Later that day, Sarah found her sister using her computer without permission. (The last time she used it, Sara’s sister had wiped a document Sarah had been in the middle of composing.) Sarah, who was fresh off of feeling hurt from Tzippy’s hurtful words and was now feeling angry and therefore a bit “tougher,” told her sister she could either start respecting her request to ask permission to use her computer, or she was going to lock it down. To this her sister responded, “Whoa, you don’t have to be so nasty.”
Sarah told me that she didn’t show her sister how shook up she was by that response, but that she was deeply uncomfortable over it for the rest of the night. Sarah used these incidents to demonstrate that serious change needed to take place – but what really needed to change?
Change is an interesting concept, and, despite what most people assume, doesn’t always mean that one’s actions need to change. In reality, only sometimes does change mean acting differently.
In breaking down the aforementioned scenario, it makes sense that Sarah would want help facilitating a change in how she behaved in conversation with her friend. She doesn’t want to dissolve into tears when emotionally overwhelmed, or be unable to have a clear and productive conversation, even with someone whom she considers a close friend. Why this happens to her and what the process of facilitating change would look like is beyond the scope of this introduction and can be dealt with properly in therapy, but we can see this as an example of the need to facilitate action-oriented change.
On the other hand, in the example of setting a limit on her sister, we are looking at the need for a different kind of change altogether. To her detriment, setting limits instead of always acquiescing is something that Sarah had been struggling with for a while. It was another goal that needed a change of actions. Having finally done it, Sarah felt that the newness of it, as well as the reasons she had struggled with it for so long, caused her discomfort. Then she wanted to do something to change that. In Sarah’s mind, the inability to have a conversation when insulted needed actionable change, the inability to set limits needed action-oriented change, and so the discomfort over her sister’s disapproval of her boundary-setting also needed actionable change.

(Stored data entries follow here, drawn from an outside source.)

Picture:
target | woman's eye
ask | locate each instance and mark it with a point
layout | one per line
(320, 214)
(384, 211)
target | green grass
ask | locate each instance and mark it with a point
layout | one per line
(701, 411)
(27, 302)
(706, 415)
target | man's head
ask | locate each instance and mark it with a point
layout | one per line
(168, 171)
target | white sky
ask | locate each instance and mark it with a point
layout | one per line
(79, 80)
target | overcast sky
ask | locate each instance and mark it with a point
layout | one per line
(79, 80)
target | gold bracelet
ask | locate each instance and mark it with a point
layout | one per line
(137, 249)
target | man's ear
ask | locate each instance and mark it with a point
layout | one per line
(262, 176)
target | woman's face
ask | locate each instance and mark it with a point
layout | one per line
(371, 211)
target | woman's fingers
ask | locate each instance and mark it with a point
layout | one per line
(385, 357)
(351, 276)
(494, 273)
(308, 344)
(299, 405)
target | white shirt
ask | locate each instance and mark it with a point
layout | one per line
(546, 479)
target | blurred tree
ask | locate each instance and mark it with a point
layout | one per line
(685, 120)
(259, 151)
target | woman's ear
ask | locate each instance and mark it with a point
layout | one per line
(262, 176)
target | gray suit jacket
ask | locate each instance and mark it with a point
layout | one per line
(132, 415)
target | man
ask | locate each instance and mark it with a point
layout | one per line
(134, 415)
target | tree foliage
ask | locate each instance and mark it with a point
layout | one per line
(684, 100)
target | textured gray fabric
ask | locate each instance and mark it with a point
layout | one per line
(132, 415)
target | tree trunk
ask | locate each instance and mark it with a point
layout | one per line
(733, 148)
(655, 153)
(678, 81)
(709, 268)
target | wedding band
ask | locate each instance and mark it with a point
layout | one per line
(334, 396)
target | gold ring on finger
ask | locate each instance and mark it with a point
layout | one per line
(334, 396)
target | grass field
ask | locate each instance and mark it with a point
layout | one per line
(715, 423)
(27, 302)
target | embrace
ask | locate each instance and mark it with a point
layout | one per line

What is sometimes difficult to see, as it was for Sarah, is that sometimes the change that is needed is not in the arena of action or an externally demonstrated difference. Sometimes change is internal – not something that is seen by another, but rather, something that is only felt by the person. In the case of Sarah setting a boundary (the demonstrable, actionable change), that didn’t need to stop, but that didn’t mean there was some action type of change to make in order not to feel uncomfortable about it, but rather, internal change needs to be facilitated so that Sarah can accept that discomfort might be a part of what she wants to do. The change, in her case, is her ability to accept discomfort in the service of her greater goal.
People sometimes get misled by their feelings. They think that if there is something they are uncomfortable with, they need to take action to change it. While that is true some of the time, other times the change that is needed is an internal acceptance of the discomfort as part of life, growth, and change.
* All names and identifying information have been changed.